Revision as of 09:34, 1 May 2020

ggplot2

Books

The Grammar of Graphics

  • Data: Raw data that we'd like to visualize
  • Geometrics: shapes that we use to visualize data
  • Aesthetics: Properties of geometries (size, color, etc)
  • Scales: Mapping between geometries and aesthetics

Scatterplot aesthetics

  • x, y
  • shape
  • color
  • size
  • alpha

Tutorials

Help

> library(ggplot2)
Need help? Try Stackoverflow: https://stackoverflow.com/tags/ggplot2

Extensions

http://www.ggplot2-exts.org/gallery/

Some examples

Examples from 'R for Data Science' book - Aesthetic mappings

ggplot(data = mpg) + 
  geom_point(mapping = aes(x = displ, y = hwy))
  # the 'mapping' is the 1st argument for all geom_* functions, so we can safely skip it.
# template
ggplot(data = <DATA>) + 
  <GEOM_FUNCTION>(mapping = aes(<MAPPINGS>))

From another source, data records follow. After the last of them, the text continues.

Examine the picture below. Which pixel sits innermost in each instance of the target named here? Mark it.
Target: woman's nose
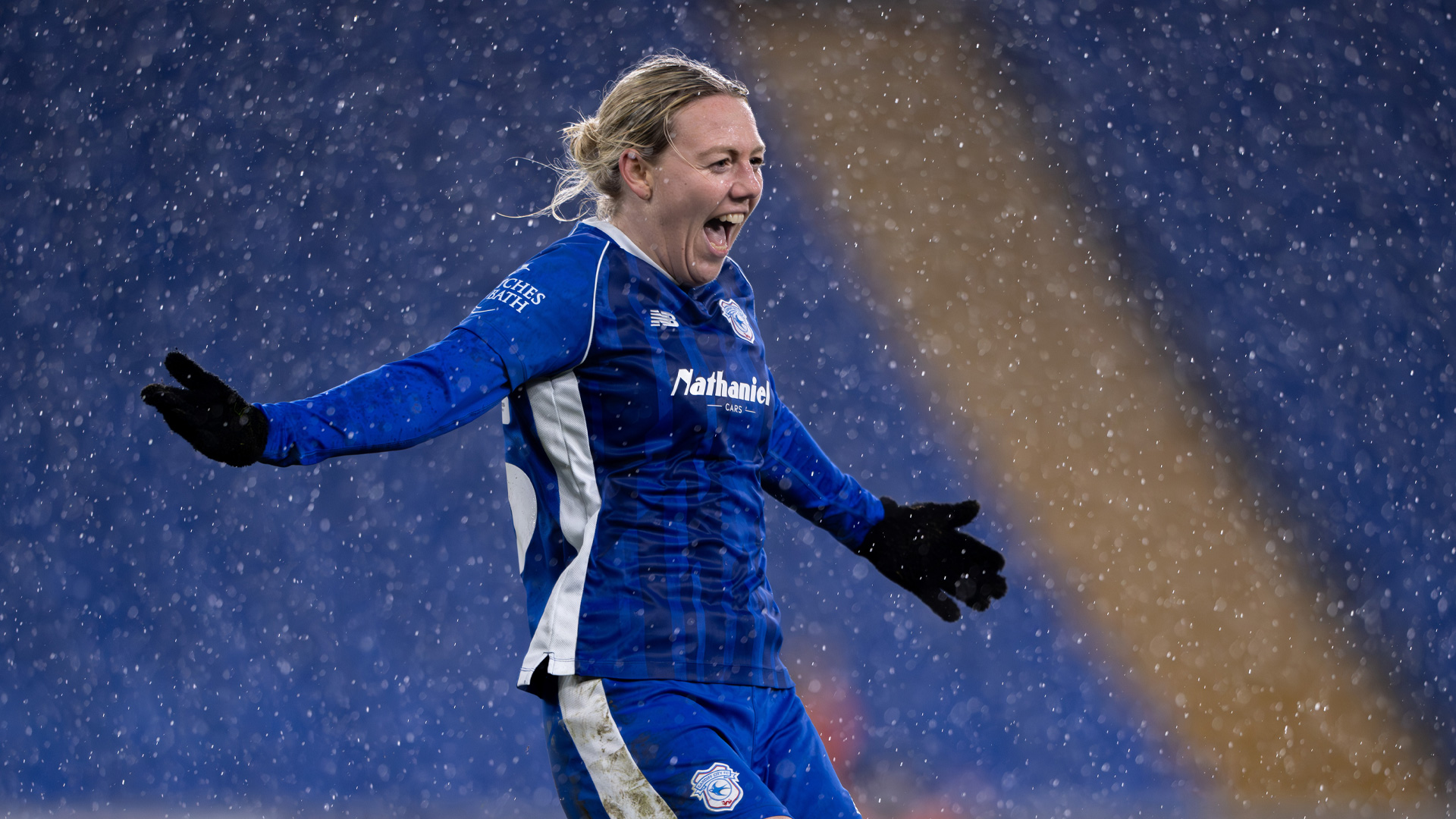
(747, 183)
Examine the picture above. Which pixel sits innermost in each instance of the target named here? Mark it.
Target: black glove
(921, 550)
(209, 413)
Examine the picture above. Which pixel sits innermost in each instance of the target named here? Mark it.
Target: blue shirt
(642, 430)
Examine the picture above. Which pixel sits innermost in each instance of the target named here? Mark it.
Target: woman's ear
(637, 174)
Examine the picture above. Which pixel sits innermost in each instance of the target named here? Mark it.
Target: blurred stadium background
(1166, 286)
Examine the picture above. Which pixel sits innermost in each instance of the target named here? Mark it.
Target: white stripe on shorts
(623, 790)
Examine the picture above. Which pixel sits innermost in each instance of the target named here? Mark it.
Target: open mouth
(720, 231)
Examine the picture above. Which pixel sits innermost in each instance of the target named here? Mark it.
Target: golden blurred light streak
(924, 149)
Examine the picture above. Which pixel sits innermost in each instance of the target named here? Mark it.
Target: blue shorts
(660, 748)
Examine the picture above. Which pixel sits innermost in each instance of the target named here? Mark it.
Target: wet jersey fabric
(672, 749)
(641, 430)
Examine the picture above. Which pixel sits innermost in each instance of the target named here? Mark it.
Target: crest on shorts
(737, 318)
(718, 784)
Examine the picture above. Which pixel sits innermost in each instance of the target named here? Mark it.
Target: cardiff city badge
(737, 318)
(718, 786)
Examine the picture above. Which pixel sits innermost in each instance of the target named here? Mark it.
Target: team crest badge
(737, 318)
(718, 784)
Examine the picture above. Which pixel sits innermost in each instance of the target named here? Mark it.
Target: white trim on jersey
(522, 494)
(622, 240)
(596, 286)
(561, 426)
(623, 790)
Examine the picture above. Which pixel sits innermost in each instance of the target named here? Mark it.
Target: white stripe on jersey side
(561, 426)
(623, 790)
(523, 507)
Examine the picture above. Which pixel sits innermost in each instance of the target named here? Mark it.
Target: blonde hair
(635, 114)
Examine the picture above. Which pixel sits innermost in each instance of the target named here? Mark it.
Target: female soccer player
(642, 430)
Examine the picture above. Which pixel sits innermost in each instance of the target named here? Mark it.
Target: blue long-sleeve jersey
(642, 430)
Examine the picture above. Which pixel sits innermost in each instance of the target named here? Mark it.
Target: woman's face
(699, 191)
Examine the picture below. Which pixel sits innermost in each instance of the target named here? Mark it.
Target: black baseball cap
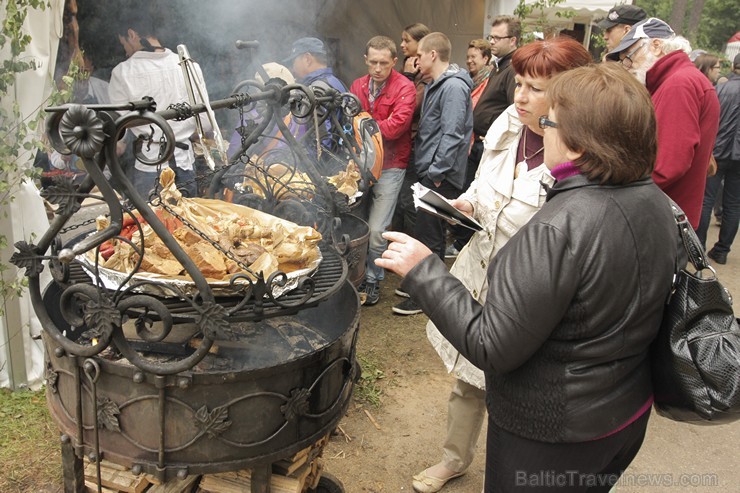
(623, 14)
(652, 28)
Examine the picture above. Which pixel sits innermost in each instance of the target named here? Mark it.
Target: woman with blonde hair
(506, 192)
(575, 298)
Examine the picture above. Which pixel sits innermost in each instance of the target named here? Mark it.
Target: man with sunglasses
(497, 96)
(618, 22)
(686, 109)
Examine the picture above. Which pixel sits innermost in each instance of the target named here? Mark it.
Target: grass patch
(29, 443)
(368, 390)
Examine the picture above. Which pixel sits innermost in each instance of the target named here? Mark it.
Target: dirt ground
(412, 420)
(403, 434)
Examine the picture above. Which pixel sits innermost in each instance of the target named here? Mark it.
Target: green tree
(19, 140)
(707, 24)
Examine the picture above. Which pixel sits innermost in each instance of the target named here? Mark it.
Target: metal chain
(78, 225)
(316, 126)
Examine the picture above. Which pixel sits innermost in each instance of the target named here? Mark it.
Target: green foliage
(719, 21)
(29, 442)
(18, 143)
(368, 389)
(537, 11)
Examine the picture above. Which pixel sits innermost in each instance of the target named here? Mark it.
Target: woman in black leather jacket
(575, 298)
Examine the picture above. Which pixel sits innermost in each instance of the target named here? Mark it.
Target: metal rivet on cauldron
(66, 255)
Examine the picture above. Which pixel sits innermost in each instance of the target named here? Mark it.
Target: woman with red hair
(575, 299)
(503, 197)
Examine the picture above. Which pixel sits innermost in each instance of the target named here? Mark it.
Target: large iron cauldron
(274, 388)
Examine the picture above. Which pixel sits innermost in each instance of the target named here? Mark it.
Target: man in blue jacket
(442, 140)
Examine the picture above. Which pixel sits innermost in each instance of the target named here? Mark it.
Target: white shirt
(159, 75)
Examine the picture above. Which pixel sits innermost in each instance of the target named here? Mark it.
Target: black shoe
(720, 258)
(407, 307)
(401, 292)
(372, 293)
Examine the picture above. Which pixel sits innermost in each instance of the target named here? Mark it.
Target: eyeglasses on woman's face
(496, 39)
(545, 122)
(627, 60)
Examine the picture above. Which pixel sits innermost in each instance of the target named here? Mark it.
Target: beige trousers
(466, 410)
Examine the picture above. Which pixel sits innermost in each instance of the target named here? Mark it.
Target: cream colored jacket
(504, 195)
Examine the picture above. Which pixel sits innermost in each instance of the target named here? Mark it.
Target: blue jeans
(430, 229)
(384, 197)
(728, 170)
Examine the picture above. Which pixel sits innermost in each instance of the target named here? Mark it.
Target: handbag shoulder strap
(691, 242)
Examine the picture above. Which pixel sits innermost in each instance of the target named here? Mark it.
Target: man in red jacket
(686, 109)
(390, 98)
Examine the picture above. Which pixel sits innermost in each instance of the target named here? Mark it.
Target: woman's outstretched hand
(402, 254)
(463, 206)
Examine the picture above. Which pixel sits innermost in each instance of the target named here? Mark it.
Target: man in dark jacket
(618, 22)
(442, 140)
(727, 154)
(686, 108)
(390, 98)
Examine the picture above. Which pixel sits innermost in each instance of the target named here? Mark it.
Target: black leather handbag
(696, 356)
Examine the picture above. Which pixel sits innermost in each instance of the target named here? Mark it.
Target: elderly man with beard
(686, 108)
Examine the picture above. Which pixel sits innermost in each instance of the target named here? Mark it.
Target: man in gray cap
(618, 22)
(308, 62)
(686, 109)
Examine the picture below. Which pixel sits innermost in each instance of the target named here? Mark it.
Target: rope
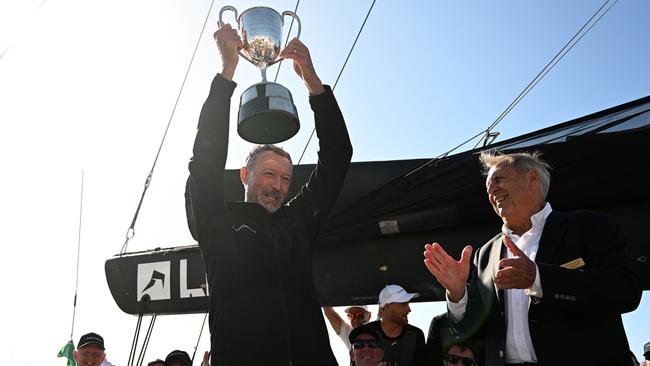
(131, 230)
(147, 337)
(340, 73)
(488, 135)
(76, 284)
(277, 72)
(199, 339)
(134, 343)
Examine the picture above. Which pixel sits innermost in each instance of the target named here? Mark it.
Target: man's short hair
(522, 162)
(259, 149)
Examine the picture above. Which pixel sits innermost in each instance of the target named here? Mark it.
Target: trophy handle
(221, 24)
(294, 16)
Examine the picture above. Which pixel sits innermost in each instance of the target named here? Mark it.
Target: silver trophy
(267, 114)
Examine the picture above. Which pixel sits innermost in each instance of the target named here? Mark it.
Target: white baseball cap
(395, 293)
(364, 307)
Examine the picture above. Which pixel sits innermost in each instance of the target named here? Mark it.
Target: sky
(90, 86)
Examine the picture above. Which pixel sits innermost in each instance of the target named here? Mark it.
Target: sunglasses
(466, 361)
(371, 343)
(359, 315)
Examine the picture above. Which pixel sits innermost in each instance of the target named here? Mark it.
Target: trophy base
(267, 114)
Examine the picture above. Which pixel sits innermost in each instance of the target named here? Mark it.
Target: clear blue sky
(91, 85)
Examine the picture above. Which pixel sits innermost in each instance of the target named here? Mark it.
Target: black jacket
(263, 303)
(578, 320)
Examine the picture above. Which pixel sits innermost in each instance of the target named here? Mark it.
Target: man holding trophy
(258, 253)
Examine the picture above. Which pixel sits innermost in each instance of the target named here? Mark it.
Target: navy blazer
(578, 319)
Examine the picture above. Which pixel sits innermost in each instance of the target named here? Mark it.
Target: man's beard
(272, 206)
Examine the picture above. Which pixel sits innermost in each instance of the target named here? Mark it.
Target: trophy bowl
(267, 114)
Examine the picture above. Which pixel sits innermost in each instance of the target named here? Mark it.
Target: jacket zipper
(284, 301)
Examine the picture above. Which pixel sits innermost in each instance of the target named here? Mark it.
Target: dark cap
(91, 338)
(362, 330)
(179, 356)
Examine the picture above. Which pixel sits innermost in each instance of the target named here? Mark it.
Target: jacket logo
(244, 226)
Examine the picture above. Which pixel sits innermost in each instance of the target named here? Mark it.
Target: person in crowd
(90, 350)
(442, 336)
(357, 314)
(178, 358)
(259, 252)
(366, 349)
(461, 354)
(403, 343)
(549, 283)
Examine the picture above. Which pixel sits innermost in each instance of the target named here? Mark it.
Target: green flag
(68, 352)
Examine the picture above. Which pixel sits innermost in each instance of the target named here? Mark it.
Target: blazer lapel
(552, 237)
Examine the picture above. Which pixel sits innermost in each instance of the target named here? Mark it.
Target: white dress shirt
(519, 346)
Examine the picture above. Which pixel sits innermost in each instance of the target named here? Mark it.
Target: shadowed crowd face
(366, 351)
(358, 316)
(267, 183)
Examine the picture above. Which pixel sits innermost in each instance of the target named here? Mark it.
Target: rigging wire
(340, 73)
(199, 339)
(76, 284)
(551, 64)
(488, 135)
(131, 230)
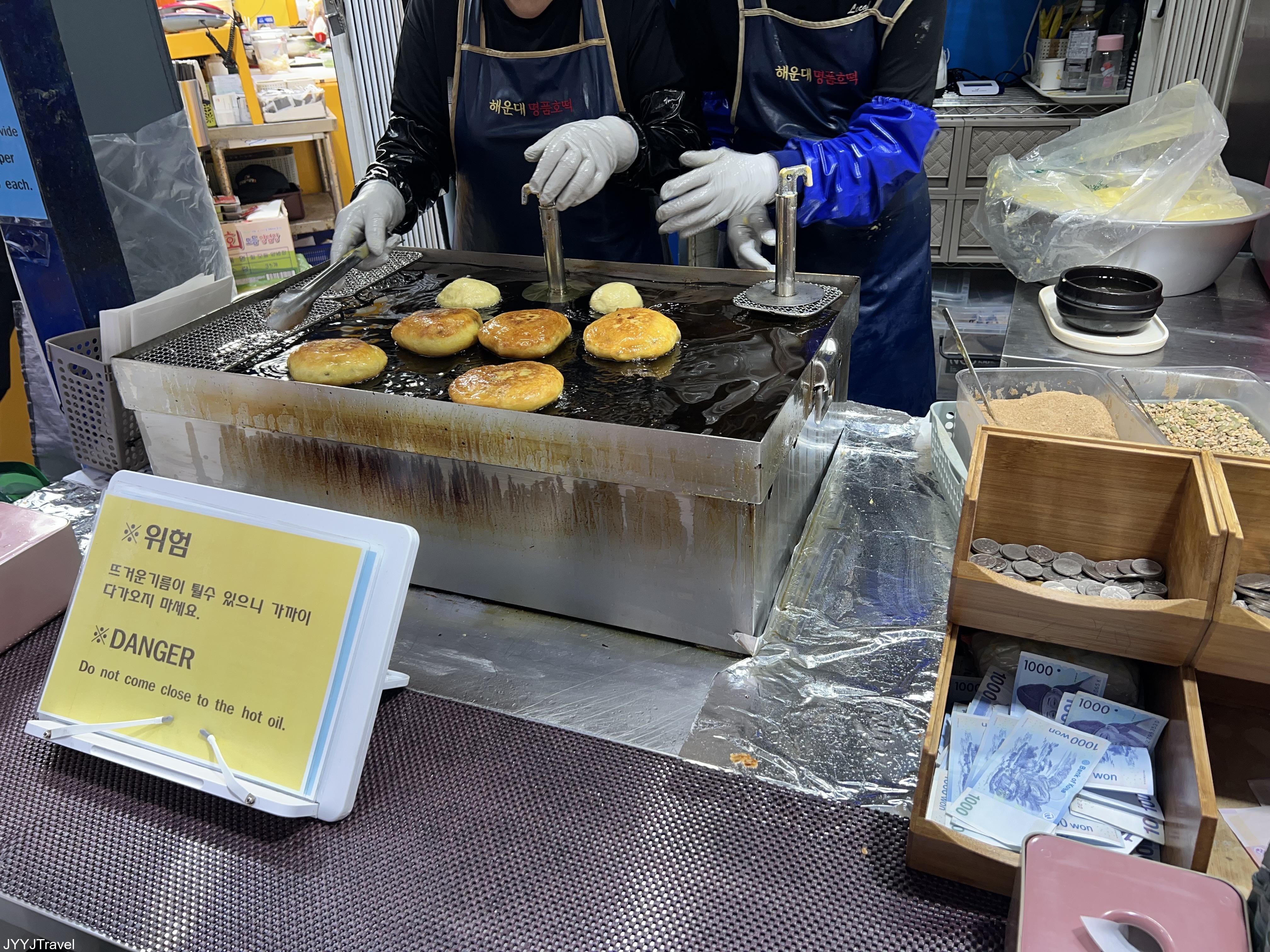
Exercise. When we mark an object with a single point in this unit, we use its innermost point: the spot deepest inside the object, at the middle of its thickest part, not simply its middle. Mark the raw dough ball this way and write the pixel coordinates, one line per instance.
(616, 294)
(521, 385)
(439, 333)
(338, 362)
(469, 292)
(632, 334)
(526, 334)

# add another variable through color, size, alpha or shape
ggplot(data = mpg) + 
  geom_point(aes(x = displ, y = hwy, color = class))

ggplot(data = mpg) + 
  geom_point(aes(x = displ, y = hwy, size = class))

ggplot(data = mpg) + 
  geom_point(aes(x = displ, y = hwy, alpha = class))

ggplot(data = mpg) + 
  geom_point(aes(x = displ, y = hwy, shape = class))

ggplot(data = mpg) + 
  geom_point(aes(x = displ, y = hwy), color = "blue")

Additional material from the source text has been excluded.